Domingão do Fascistão

Neste fim de semana em meus perfis nas redes sociais desabafei por algumas vezes, entre a indignação, a expectativa e a ironia, que até algum tempo o domingão era sinônimo de praia, churrasco, futebol e Faustão. De janeiro de 2019 para cá, domingo passou a ser sinônimo de ataques do (des)presidente da República à democracia, às instituições, ao bom senso e aos inimigos imaginários dele.

Nas últimas semanas, em tempos de pandemia, isolamento social necessário e um vírus mortal, vimos o presidente sistematicamente eleger o Domingo como dia de apoiar protestos pedindo o fechamento do STF e do Congresso nacional.

Também é aos domingos que ele mais debocha das vítimas de Covid-19 e de seus familiares, como naquele malfadado churrasco que ele organizou, convidou, depois com a repercussão negativa disse que foi tudo invenção, mas ainda arrumou tempo para andar de jet ski no lago Paranoá e arriscar um churrasco que seus puxa sacos faziam em um iate.

Em domingos anteriores à pandemia, quando tudo parecia tranquilo no domingo, o (des)presidente resolvia “tretar”, como dizem os jovens, com alguém pelo Twitter, sua principalmente maneira de se comunicar com a raça humana. Ah, e vale lembrar que aquele post do “golden shower” foi em um domingo do carnaval, quando percebemos que o presidente da República tentava sabotar a festa do país que mais movimenta a Economia e atrai turistas e gera empregos.

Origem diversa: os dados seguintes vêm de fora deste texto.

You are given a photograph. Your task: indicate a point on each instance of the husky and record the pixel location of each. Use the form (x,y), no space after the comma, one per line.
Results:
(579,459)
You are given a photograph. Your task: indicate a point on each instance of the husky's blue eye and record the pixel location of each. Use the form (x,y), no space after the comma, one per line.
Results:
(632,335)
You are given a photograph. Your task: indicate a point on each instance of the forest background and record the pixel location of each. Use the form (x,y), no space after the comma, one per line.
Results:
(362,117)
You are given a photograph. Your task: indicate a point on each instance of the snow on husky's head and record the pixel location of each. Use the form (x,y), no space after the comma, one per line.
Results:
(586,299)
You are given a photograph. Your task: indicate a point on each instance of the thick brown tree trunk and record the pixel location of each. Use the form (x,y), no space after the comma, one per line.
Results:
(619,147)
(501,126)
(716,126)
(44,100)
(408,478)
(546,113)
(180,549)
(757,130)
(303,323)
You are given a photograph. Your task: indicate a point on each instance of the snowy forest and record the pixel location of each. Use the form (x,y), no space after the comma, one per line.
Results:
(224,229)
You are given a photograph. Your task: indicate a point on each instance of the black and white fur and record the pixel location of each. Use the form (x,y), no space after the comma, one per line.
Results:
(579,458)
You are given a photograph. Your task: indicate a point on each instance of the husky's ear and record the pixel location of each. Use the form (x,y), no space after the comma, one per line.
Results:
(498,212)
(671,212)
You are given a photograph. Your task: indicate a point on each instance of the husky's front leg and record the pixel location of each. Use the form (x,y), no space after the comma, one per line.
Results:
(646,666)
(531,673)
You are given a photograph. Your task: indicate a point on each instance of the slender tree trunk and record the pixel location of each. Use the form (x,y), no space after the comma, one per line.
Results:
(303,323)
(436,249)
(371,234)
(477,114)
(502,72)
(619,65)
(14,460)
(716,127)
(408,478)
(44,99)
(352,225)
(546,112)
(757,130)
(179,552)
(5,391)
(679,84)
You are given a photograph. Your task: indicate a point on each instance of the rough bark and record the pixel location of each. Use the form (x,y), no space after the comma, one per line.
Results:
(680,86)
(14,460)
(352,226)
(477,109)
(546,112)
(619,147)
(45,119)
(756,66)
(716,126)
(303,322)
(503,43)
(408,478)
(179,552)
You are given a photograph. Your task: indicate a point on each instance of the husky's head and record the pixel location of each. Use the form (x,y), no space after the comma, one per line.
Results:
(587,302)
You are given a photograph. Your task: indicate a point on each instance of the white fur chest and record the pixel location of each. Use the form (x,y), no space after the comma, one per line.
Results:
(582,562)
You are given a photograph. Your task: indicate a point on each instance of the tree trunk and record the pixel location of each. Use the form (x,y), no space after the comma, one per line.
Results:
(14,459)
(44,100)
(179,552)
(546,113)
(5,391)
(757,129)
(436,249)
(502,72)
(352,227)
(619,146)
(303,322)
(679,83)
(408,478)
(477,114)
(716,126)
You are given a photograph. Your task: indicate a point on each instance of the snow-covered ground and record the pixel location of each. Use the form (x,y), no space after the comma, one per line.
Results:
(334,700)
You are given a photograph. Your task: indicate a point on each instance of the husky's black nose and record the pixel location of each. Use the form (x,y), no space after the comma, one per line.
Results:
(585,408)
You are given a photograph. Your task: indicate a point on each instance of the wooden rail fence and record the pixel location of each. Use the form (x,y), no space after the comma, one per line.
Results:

Tudo isso para falar sobre ontem, domingo, 7 de junho de 2020.

Nos dias anteriores ao domingão, amigos e amigas temiam que devido ao que acontecesse nos protestos antifascismo e antiracismo marcados para ontem, o “mito” pudesse, enfim, deflagrar seu tão sonhado golpe militar, na verdade um auto-golpe, já que ele é o governante.

Nada. Em mais um plot twist no Brasil 2020, em vez de golpe militar tivemos foi o guru maior do bolsonarismo, o astrólogo Olavo de Carvalho, esbravejando em mais um vídeo boca suja que o governo era covarde, assim como os militares, e que Bolsonaro enfiasse no cu a condecoração que deu a ele.

Sim, não tivemos tuítes de Bolsonaro ontem polemizando com ninguém nem zombando das instituições. Jornalistas e fontes do Brasilia garantem que o (des)presidente estava ocupado tentando ajudar na “vaquinha” de empresários para apoiar financeiramente Olavo que reclamou que estava sem dinheiro (perdeu mais um processo milionário, desta feita para Caetano Veloso).

Em suma, descobrimos que se mantivermos Bolsonaro ocupado nas suas guerras internas e cala a boca de aliados chantagistas, não teremos mais o “Domingão do Fascistão”. Menos mal para a democracia e para a higiene mental.

E que venha o próximo domingo.

Ah, e pensar que nos tempos do Domingão do Faustão – que tanto reclamávamos – é que éramos felizes, não é minha filha?